2. Among the ECHOCG parameters, the authors plan to study primarily left ventricular parameters (including 3D measurement of left ventricular ejection, GLS and left ventricular diastolic function). At the same time, the assessment of right ventricular function is more modest (TAPSE and peak systolic velocity S'), although there are more informative indicators (3d-ECHOCG, RV diastolic function, global deformation along the longitudinal axis). Since changes in the right ventricle may develop earlier than changes in the left ventricle (1,2), they may well be used to detect subclinical myocardial changes during ISI therapy (3).

3. The number of secondary endpoints in the proposed study raises concerns. With such a number of them, there will inevitably be the influence of multiple comparisons, which will need to be taken into account in statistical analysis. However, in the study design, the authors do not describe such a statistical procedure.

4. Some of the sources in the list of references are given incorrectly. For example: D'souza M, Nielsen D, Svane IM, Iversen K, Rasmussen PV, Madelaire C, et al. The risk of cardiac events in patients receiving immune checkpoint inhibitors: a nationwide Danish study n.d. (??) doi:10.1093/eurheartj/ehaa959. or Dolladille C, Akroun J, Morice P-M, Dompmartin A, Ezine E, Sassier M, et al. Cardiovascular immunotoxicities associated with immune checkpoint inhibitors: a safety meta-analysis n.d. (??) doi:10.1093/eurheartj/ehab708.

References:

1.     Tadic M, Cuspidi C, Hering D, Venneri L, Danylenko O. The influence of chemotherapy on the right ventricle: did we forget something? Clin Cardiol 2017; 40(7): 437-443. https://doi.org/10.1002/clc.22672.

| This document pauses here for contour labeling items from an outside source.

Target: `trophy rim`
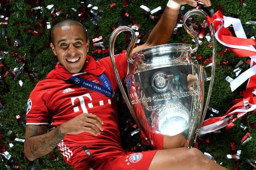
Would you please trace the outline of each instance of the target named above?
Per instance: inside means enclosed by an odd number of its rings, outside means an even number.
[[[148,47],[140,50],[134,54],[133,56],[135,56],[137,54],[141,54],[146,55],[151,53],[173,49],[180,49],[180,50],[186,50],[191,51],[192,50],[192,46],[189,44],[181,43],[166,44],[158,45]]]

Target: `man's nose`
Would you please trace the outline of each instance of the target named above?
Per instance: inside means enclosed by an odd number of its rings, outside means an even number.
[[[70,54],[72,54],[73,53],[76,53],[76,48],[73,44],[70,44],[68,47],[68,52],[70,53]]]

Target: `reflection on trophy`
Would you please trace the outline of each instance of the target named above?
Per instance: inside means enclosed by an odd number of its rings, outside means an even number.
[[[196,42],[194,48],[187,44],[169,44],[149,48],[131,55],[131,45],[136,40],[133,31],[122,26],[111,36],[110,55],[117,82],[134,120],[153,146],[155,133],[170,136],[181,133],[187,140],[189,147],[192,147],[208,107],[214,79],[216,42],[210,25],[213,46],[212,77],[204,109],[204,67],[191,59],[191,54],[198,48],[198,40],[185,24],[193,14],[205,18],[207,15],[203,11],[193,9],[184,17],[184,27]],[[117,36],[125,31],[132,33],[127,59],[136,66],[126,78],[127,93],[119,78],[112,47]]]

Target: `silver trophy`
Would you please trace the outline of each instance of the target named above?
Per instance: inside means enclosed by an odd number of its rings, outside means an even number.
[[[110,56],[119,88],[134,121],[153,146],[156,133],[173,136],[182,134],[192,147],[197,136],[209,102],[213,83],[216,60],[216,42],[213,26],[209,26],[213,45],[212,75],[203,108],[204,71],[194,63],[192,54],[199,46],[193,31],[186,25],[192,15],[206,19],[207,14],[199,9],[189,11],[183,17],[183,26],[195,40],[195,47],[189,44],[174,43],[157,45],[131,55],[136,36],[129,27],[121,26],[110,38]],[[126,55],[135,69],[126,79],[127,91],[119,76],[114,57],[114,45],[122,32],[130,31],[132,40]]]

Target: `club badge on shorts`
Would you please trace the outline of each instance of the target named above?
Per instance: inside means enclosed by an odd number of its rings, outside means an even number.
[[[129,161],[131,163],[137,163],[141,160],[143,156],[141,153],[133,153],[129,157]]]

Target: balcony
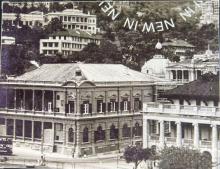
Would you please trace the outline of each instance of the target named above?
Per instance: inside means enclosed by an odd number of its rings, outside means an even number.
[[[144,103],[143,112],[205,116],[205,117],[220,117],[219,107],[161,104],[155,102]]]

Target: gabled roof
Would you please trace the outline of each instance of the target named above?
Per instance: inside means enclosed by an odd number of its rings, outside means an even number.
[[[162,94],[166,98],[194,98],[219,100],[219,76],[207,73],[200,79],[178,86]]]
[[[82,77],[76,77],[75,72],[81,71]],[[134,71],[121,64],[44,64],[38,69],[16,77],[13,81],[65,83],[67,81],[90,81],[94,84],[105,82],[154,82],[163,81],[160,78],[148,76]]]
[[[93,35],[85,31],[81,30],[65,30],[65,31],[57,31],[49,36],[71,36],[71,37],[82,37],[82,38],[88,38],[88,39],[101,39],[101,36]]]
[[[162,46],[190,47],[190,48],[195,47],[189,44],[188,42],[180,39],[170,39],[169,41],[163,42]]]

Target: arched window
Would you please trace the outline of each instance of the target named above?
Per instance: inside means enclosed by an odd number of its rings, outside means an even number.
[[[131,129],[125,123],[122,128],[122,137],[130,137],[131,136]]]
[[[73,132],[73,128],[69,128],[68,131],[68,142],[73,142],[74,141],[74,132]]]
[[[84,143],[89,142],[89,129],[88,129],[88,127],[85,127],[83,129],[83,142]]]
[[[118,139],[118,129],[112,124],[110,127],[110,139]]]
[[[99,126],[95,131],[95,142],[101,140],[105,140],[105,130],[102,130],[102,126]]]
[[[134,136],[141,136],[142,135],[142,127],[139,125],[139,123],[135,123],[135,126],[133,128],[133,135]]]

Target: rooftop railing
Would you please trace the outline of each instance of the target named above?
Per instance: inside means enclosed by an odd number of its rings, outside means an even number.
[[[220,107],[215,106],[174,105],[151,102],[143,104],[143,113],[145,112],[220,117]]]

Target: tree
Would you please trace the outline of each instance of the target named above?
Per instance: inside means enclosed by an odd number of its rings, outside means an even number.
[[[160,169],[211,169],[211,155],[184,147],[166,147],[161,151]]]
[[[45,26],[45,32],[46,34],[51,34],[56,31],[62,31],[65,30],[63,28],[63,23],[58,18],[52,18],[51,21],[48,23],[48,25]]]
[[[142,149],[136,146],[129,146],[125,149],[124,158],[127,163],[134,163],[134,169],[137,169],[138,165],[142,161],[146,161],[153,156],[152,150],[149,148]]]

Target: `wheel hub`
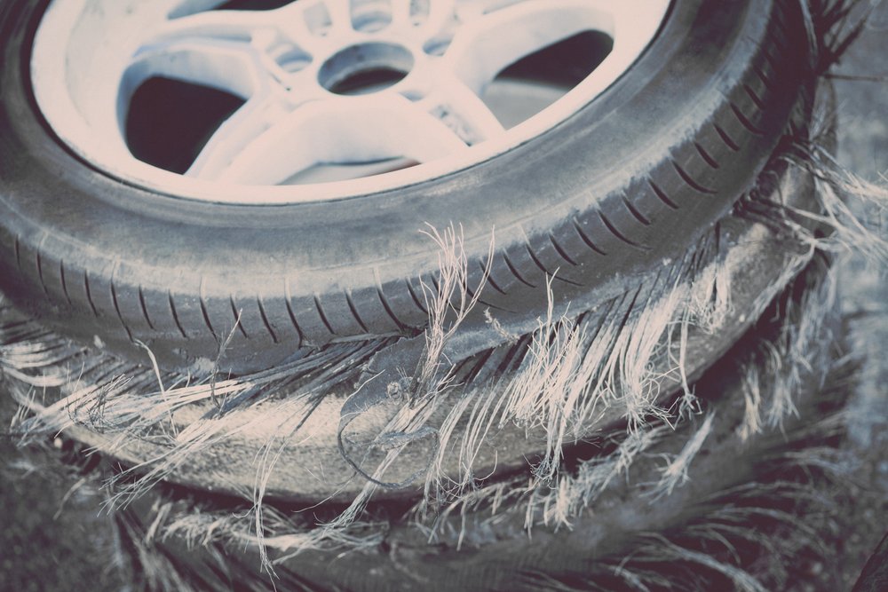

2.     Sumin AN. Evaluating right ventricular function to reveal cancer therapy cardiotoxicity. Russian Open Medical Journal 2021; 10: e0309. DOI: 10.15275/rusomj.2021.0309

3.     Xu A, Yuan M, Zhan X, Zhao G, Mu G, Wang T, Hu H, Fu H. Early detection of immune checkpoint inhibitor-related subclinical cardiotoxicity: A pilot study by using speckle tracking imaging and three-dimensional echocardiography. Front Cardiovasc Med. 2022 Dec 21;9:1087287. doi: 10.3389/fcvm.2022.1087287.

Author Response

Please see the attachment.

Author Response File: Author Response.docx

Round 2

Reviewer 2 Report

I received answers from the authors to my questions and comments, they also made an amendment to the text of the manuscript. I have no other comments.